Tc toxins are protein complexes produced by certain bacteria that act like tiny syringes. They attach to the surface of a host cell and, when conditions are right, end up injecting harmful enzymes into the cell. The molecular mechanisms underlying Tc toxin release and intoxication, including toxin activation, receptor binding, and membrane permeation, have been previously reported by the Raunser lab and others. However, detailed insights into the actual injection procedure remain elusive, relying solely on the observation of initial and final states.
The ability to mimic or control these ways of action would enable the development of targeted therapies for bacterial infections, innovative drug delivery systems, and environmentally friendly biopesticides. For example, innovative drug delivery systems aim to improve the precision and effectiveness of treatments, by ensuring that drugs are delivered directly to the target site in the body, for instance cancer cells, minimizing damage to healthy tissues. Nonetheless, the ability to set-up such promising strategies requires detailed understanding of the existing natural process of infection by such toxins.
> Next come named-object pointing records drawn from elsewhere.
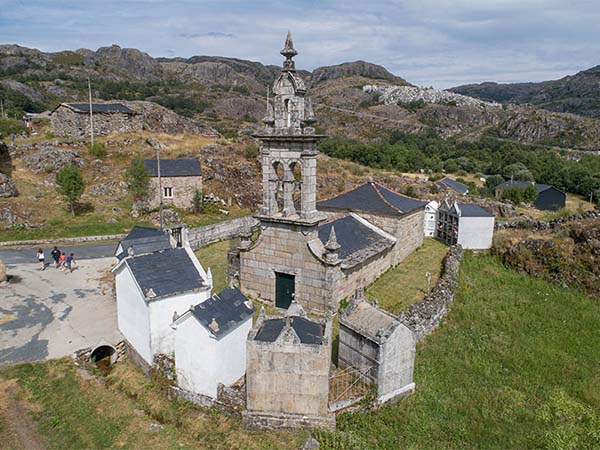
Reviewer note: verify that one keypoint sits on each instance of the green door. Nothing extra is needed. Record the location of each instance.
(284, 289)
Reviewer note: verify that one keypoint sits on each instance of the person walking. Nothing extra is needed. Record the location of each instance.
(70, 263)
(41, 259)
(55, 253)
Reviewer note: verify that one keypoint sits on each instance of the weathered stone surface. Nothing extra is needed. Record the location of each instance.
(7, 187)
(51, 159)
In recent work by UNIGE, Max Planck Institute of Molecular Physiology and Heinrich-Heine University of Düsseldorf, researchers used a combination of techniques to unveil the detailed mechanism of the syringe-like injection mechanisms of Tc toxins: cryo-electron microscopy, single-molecule fluorescence spectroscopy and electron paramagnetic resonance (EPR) spectroscopy. Dr Svetlana Kucher, senior postdoctoral researcher in the Department of physical chemistry at the UNIGE Faculty of Science, and first author of the study, explains: “This combination allows capturing both individual real-time molecular structures and bulk dynamics, thus giving us an unprecedented image of the Tc toxin infection mechanism”.
Enrica Bordignon, full professor in the Department of physical chemistry and vice-dean of the UNIGE Faculty of Science comments: “It was an exciting collaborative journey that brought us to the conclusion that the intuitive syringe mechanism for the toxin injection is actually much more complex and it includes a multi-state pathway. The interdisciplinary approach used here was key to access the result.”
Stefan Raunser, managing director of the Max Planck Institute of Molecular Physiology, explains: “These extremely precise machineries might sound simple as we easily make and use a syringe to inject materials at the human scale level. However, observing and describing this kind of mechanism at the molecular level is extremely challenging. Knowing the precise sequence will help to design a new generation of biotechnology such as molecular syringes for medicinal applications”.